If the hd1 element is always '1234' then you are not really grouping by them, but if you were you would define a simple key like so

<xsl:key name="header1" match="AllocFile" use="hd1" />

For the second key, you would need to take account of the Code element

<xsl:key name="header2" match="AllocFile" use="concat(hd1, '|', Code)" />

And then for the last key, you would define a more complicated key to cope with all the elements

<xsl:key name="header3" 
   match="AllocFile" 
   use="concat(hd1 '|', Code, '|', G_H, '|', FUN, '|', oH, '|', y)" />

Do note the use of the 'pipe' character as the delimiter. It is important to pick a delimited that would never occur in any of the selected elements.

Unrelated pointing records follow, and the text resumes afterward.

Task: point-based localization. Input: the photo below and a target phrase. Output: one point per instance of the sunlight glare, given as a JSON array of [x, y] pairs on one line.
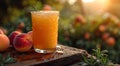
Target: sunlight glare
[[88, 1]]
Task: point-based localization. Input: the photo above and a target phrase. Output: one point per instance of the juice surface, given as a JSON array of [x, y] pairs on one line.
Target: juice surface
[[45, 29]]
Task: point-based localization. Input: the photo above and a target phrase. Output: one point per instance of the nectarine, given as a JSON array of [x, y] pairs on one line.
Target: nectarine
[[4, 42], [1, 32], [111, 41]]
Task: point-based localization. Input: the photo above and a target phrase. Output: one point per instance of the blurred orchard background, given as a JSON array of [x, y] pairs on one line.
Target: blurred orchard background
[[84, 24]]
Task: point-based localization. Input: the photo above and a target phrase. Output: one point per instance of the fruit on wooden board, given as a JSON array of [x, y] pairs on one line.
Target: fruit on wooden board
[[4, 42]]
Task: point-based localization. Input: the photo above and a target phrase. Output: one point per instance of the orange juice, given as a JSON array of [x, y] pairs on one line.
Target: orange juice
[[45, 30]]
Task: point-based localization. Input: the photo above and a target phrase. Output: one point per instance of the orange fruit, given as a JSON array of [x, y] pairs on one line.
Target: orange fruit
[[87, 35], [105, 36], [111, 41], [102, 28]]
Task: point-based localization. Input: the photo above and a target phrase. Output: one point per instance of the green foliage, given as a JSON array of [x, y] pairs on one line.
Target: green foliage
[[98, 58]]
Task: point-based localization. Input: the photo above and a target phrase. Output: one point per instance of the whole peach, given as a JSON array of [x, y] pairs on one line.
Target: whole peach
[[102, 28], [105, 36], [12, 36], [87, 35], [1, 32], [22, 43], [4, 42], [111, 41]]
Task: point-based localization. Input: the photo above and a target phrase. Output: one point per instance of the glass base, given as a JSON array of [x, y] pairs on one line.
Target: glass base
[[44, 51]]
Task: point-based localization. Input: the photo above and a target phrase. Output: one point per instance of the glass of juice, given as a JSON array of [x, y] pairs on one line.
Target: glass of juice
[[45, 30]]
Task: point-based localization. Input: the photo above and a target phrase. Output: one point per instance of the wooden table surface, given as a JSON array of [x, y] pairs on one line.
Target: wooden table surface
[[67, 57]]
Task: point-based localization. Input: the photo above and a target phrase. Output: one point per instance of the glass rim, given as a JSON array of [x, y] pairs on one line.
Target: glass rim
[[44, 11]]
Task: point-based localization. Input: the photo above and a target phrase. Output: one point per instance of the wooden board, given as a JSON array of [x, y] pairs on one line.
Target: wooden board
[[69, 56]]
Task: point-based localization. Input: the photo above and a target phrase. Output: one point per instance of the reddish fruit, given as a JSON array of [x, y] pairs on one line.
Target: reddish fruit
[[47, 7], [118, 24], [111, 41], [22, 43], [105, 36], [31, 34], [4, 42], [115, 31], [102, 28], [87, 35], [79, 20], [1, 32], [13, 35]]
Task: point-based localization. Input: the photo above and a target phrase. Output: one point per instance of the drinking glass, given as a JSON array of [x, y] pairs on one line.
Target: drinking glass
[[45, 30]]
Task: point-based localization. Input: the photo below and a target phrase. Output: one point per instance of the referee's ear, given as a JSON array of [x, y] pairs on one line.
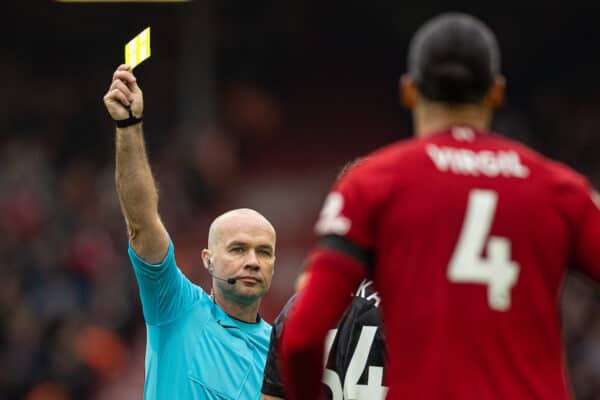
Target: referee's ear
[[206, 259]]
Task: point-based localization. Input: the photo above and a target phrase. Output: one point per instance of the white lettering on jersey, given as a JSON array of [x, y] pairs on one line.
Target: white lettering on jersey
[[330, 221], [362, 292], [485, 162]]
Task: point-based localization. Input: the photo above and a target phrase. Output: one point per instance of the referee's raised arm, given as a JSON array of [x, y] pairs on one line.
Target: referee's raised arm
[[135, 184]]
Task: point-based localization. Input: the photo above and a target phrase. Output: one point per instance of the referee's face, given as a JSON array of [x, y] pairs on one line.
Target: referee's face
[[245, 251]]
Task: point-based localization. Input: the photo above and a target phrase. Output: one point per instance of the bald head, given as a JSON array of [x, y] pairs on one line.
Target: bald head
[[233, 220]]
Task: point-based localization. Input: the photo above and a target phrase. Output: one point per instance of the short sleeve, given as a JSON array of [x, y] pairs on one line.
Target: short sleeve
[[587, 238], [165, 291], [348, 219], [272, 382]]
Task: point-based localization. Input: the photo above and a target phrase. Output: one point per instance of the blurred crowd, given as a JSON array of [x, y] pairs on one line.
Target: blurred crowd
[[71, 326]]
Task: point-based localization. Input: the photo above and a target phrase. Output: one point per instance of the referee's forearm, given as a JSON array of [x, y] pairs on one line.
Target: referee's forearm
[[134, 180]]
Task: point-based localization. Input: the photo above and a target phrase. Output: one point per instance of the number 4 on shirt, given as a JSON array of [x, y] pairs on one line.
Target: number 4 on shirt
[[467, 265]]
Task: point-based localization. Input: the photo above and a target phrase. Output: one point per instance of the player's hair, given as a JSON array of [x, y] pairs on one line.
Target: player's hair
[[454, 58]]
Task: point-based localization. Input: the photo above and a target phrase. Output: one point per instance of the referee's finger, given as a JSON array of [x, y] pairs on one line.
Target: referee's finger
[[118, 84], [118, 95], [125, 76]]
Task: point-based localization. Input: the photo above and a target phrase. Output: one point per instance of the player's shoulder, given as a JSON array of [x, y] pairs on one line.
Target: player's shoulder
[[557, 172], [382, 160]]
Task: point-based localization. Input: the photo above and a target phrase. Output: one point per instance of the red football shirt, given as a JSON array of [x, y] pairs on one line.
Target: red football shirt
[[467, 236]]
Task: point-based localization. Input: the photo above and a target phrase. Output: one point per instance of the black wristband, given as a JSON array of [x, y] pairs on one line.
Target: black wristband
[[132, 120]]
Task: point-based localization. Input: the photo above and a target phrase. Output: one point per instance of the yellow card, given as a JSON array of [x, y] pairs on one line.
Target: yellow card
[[138, 49]]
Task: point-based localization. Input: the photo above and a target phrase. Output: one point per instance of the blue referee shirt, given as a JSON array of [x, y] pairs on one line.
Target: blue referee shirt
[[194, 350]]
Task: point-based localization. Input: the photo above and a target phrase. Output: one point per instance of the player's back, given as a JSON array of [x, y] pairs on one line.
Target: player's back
[[471, 237]]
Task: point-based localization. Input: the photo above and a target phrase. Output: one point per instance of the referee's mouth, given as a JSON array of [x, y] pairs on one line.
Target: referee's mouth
[[249, 279]]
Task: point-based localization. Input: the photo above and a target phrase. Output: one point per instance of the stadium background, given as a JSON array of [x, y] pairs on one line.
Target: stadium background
[[248, 103]]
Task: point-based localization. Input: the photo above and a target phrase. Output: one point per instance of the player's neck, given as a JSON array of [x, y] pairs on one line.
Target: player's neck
[[431, 117], [240, 311]]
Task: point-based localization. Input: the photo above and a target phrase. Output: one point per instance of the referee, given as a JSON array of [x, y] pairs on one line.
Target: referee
[[199, 346]]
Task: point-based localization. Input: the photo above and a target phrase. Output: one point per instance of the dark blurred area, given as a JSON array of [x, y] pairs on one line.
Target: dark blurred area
[[247, 104]]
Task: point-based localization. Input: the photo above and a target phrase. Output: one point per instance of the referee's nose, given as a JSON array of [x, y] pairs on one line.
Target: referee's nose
[[251, 261]]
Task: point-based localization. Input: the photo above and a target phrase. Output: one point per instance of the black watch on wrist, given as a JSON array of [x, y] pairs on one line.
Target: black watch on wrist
[[132, 120]]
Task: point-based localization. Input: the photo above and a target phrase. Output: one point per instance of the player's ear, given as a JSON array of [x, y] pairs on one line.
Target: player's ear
[[495, 97], [408, 91], [206, 259]]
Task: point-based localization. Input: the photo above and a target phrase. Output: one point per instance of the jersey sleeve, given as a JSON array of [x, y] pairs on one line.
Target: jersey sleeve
[[347, 219], [272, 382], [164, 290], [587, 232]]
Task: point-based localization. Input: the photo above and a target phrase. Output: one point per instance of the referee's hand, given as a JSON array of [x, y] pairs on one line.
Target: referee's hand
[[124, 92]]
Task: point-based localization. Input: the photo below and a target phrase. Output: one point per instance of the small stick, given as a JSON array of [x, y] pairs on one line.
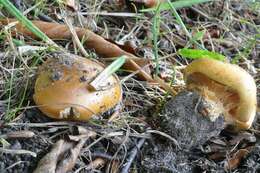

Then, to look for the distinct header1 elements, you would look for the elements which appear first in the header1 key

<xsl:apply-templates 
   select="AllocFile[generate-id() = generate-id(key('header1', hd1)[1])]" 
   mode="header1" />

To find the distinct Code elements within each header1 element, you would do the following

<xsl:apply-templates 
   select="key('header1', hd1)
     [generate-id() = generate-id(key('header2', concat(hd1, '|', Code))[1])]" 
   mode="header2" />

Finally, within each code group, to find the distinct 'header3' elements, you would look for the first elements within the third key

<xsl:apply-templates 
 select="key('header2', concat(hd1, '|', Code))
    [generate-id() = 
     generate-id(key('header3', concat(hd1, '|', Code, '|', G_H, '|', FUN, '|', oH, '|', y))[1])]" 
 mode="header3" />

Here is the full XSLT

<xsl:stylesheet version="1.0" xmlns:xsl="http://www.w3.org/1999/XSL/Transform">
   <xsl:output method="xml" indent="yes"/>

   <xsl:key name="header1" match="AllocFile" use="hd1"/>
   <xsl:key name="header2" match="AllocFile" use="concat(hd1, '|', Code)"/>
   <xsl:key name="header3" match="AllocFile" use="concat(hd1, '|', Code, '|', G_H, '|', FUN, '|', oH, '|', y)"/>

   <xsl:template match="/XML">
      <xsl:apply-templates select="AllocFile[generate-id() = generate-id(key('header1', hd1)[1])]" mode="header1"/>
   </xsl:template>

   <xsl:template match="AllocFile" mode="header1">
      <Header1>
         <Hd1>
            <xsl:value-of select="hd1"/>
         </Hd1>
         <xsl:apply-templates select="key('header1', hd1)[generate-id() = generate-id(key('header2', concat(hd1, '|', Code))[1])]" mode="header2"/>
      </Header1>
   </xsl:template>

   <xsl:template match="AllocFile" mode="header2">
      <CodeHeader>
         <xsl:copy-of select="Code"/>
         <xsl:apply-templates select="key('header2', concat(hd1, '|', Code))[generate-id() = generate-id(key('header3', concat(hd1, '|', Code, '|', G_H, '|', FUN, '|', oH, '|', y))[1])]" mode="header3"/>
      </CodeHeader>
   </xsl:template>

   <xsl:template match="AllocFile" mode="header3">
      <Header2>
         <xsl:copy-of select="G_H|FUN|oH|y"/>
         <xsl:apply-templates select="key('header3', concat(hd1, '|', Code, '|', G_H, '|', FUN, '|', oH, '|', y))"/>
      </Header2>
   </xsl:template>

   <xsl:template match="AllocFile">
      <allocheader>
         <xsl:copy-of select="alc|No|DT|AMOUNT"/>
      </allocheader>
   </xsl:template>
</xsl:stylesheet>

Do note the use of the mode attribute on the template matching to distinguish between the multiple templates all matching the AllocFile elements.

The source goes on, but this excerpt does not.